4 minute read
DI Europe Summer 23
Mélisande Rouger
Brain Health Takes Center Stage at EAN 2023
Nearly 8,000 delegates gathered both onsite and online for EAN 2023, the 9th annual meeting of the European Academy of Neurology (EAN) that unfolded on July 1 – 4 in Budapest, Hungary.
EAN is a young society ready to embark the future, according to EAN president Prof. Paul Boon, who delivered his Welcome Address in the Opening session on the first day of the conference.
“We are a growing community, with more than 45,000 members from more than 47 countries,” he told a packed audience in the Main Auditorium of Hungexpo, which hosted the meeting this year.
With an all time high of submitted (2,318) and accepted abstracts (1,912), EAN 2023 delivered the latest research in neurological disorders including stroke, dementia, movement and sleep disorders, and rare neurological diseases.

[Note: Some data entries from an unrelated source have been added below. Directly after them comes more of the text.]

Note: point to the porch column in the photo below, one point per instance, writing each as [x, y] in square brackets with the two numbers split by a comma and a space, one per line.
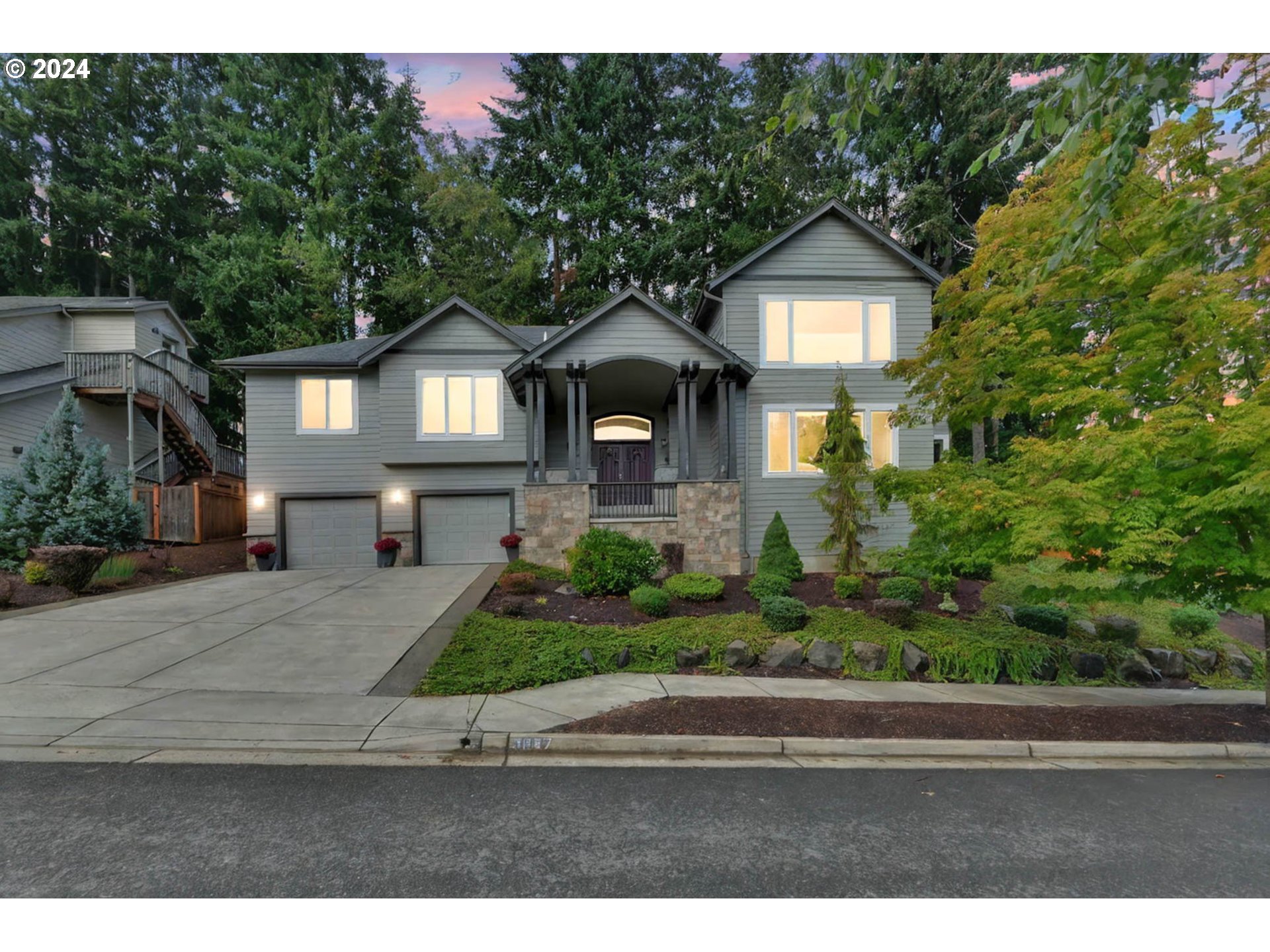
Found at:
[694, 368]
[585, 426]
[542, 423]
[571, 386]
[681, 393]
[531, 387]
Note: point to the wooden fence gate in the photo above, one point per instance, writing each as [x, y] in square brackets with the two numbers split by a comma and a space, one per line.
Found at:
[192, 513]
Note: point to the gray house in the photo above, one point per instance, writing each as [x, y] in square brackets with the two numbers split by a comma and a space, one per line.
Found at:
[127, 361]
[458, 429]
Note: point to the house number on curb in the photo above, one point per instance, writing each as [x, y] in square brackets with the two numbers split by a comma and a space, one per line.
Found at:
[531, 743]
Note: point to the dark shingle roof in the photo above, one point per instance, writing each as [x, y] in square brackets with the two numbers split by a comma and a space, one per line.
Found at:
[36, 377]
[343, 353]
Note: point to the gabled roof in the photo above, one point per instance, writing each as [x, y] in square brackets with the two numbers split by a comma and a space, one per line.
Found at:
[444, 307]
[17, 306]
[831, 207]
[342, 353]
[630, 292]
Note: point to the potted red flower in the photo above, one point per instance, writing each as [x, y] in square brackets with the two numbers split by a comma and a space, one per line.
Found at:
[386, 550]
[512, 543]
[265, 554]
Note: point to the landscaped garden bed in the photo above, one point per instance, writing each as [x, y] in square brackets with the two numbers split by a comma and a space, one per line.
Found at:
[803, 717]
[153, 567]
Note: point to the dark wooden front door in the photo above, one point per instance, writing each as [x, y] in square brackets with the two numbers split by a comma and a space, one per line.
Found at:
[620, 465]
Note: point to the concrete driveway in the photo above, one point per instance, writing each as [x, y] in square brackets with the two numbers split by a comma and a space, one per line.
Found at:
[318, 633]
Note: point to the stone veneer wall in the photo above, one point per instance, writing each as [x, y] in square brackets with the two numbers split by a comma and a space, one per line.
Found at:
[708, 524]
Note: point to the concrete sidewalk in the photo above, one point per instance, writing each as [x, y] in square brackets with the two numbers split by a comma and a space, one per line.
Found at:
[157, 719]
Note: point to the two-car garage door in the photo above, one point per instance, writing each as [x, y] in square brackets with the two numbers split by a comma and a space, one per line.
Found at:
[341, 532]
[458, 530]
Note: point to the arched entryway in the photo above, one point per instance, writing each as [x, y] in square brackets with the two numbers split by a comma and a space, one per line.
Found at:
[622, 446]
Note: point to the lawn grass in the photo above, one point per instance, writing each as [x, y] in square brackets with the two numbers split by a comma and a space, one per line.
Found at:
[494, 654]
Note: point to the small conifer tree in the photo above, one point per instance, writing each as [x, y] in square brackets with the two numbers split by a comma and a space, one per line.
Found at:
[845, 463]
[778, 555]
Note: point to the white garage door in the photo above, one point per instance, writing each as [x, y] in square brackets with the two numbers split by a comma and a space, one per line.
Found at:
[464, 528]
[331, 534]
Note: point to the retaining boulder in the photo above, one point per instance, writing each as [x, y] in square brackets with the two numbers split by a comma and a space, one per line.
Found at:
[869, 656]
[785, 653]
[825, 654]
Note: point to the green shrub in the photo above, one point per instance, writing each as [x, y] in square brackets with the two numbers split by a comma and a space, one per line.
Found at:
[1191, 621]
[849, 587]
[1047, 619]
[651, 601]
[904, 588]
[944, 583]
[894, 611]
[116, 569]
[695, 587]
[70, 567]
[766, 586]
[783, 614]
[607, 563]
[517, 583]
[541, 571]
[778, 556]
[34, 573]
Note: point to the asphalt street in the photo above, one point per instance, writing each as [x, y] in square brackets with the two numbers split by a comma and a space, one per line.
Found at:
[248, 830]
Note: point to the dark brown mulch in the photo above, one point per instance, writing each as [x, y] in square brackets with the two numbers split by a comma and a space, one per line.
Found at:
[193, 561]
[816, 589]
[803, 717]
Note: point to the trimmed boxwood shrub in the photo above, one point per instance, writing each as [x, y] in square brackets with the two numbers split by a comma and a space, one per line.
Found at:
[849, 587]
[651, 601]
[894, 611]
[778, 556]
[1047, 619]
[765, 586]
[1191, 619]
[944, 583]
[904, 588]
[517, 583]
[695, 587]
[783, 614]
[609, 563]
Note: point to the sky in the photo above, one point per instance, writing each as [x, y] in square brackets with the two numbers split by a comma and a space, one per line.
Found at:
[454, 85]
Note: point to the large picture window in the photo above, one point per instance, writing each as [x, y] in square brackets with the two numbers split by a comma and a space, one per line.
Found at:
[466, 405]
[827, 332]
[327, 405]
[793, 438]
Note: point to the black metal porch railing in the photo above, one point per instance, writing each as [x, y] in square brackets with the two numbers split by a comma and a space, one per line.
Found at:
[633, 500]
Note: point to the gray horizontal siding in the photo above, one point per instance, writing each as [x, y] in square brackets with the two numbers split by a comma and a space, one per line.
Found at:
[34, 340]
[632, 329]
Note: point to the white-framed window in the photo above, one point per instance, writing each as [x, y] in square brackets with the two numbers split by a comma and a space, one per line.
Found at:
[325, 404]
[793, 437]
[826, 332]
[459, 404]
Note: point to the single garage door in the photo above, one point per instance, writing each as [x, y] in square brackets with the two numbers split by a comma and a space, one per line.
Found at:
[464, 528]
[331, 534]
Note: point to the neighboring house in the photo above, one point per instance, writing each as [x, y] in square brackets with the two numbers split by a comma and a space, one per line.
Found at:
[459, 429]
[127, 361]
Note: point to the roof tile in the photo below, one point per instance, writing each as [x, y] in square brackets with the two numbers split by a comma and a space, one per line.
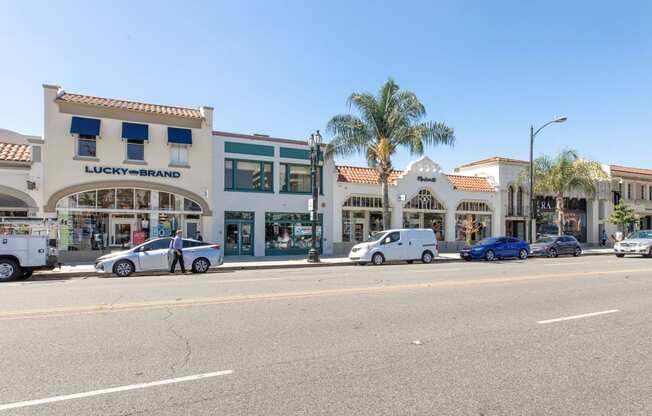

Brain health demands more cooperation
Brain health was a special focus of the meeting this year and neurologists expressed concern about the steeply rising prevalence of brain diseases worldwide.
“At least one in three people will have a neurological disorder, but new data not yet published indicate that this number may be higher, actually 40 percent,” Boon said. “And to make things worst, it’s increasing.”
Neurological disorders are the single most important contributor to disability-adjusted life year (DALYs) and early mortality. “The cost of all cancers added to the cost of all cardiovascular diseases together is inferior to the cost of neurological disorders,” he said. “It’s a tremendous burden to society.”
This burden demands a holistic approach that goes far beyond diagnosis and treatment. “Most of the people with brain conditions may not have access to diagnosis, he explained.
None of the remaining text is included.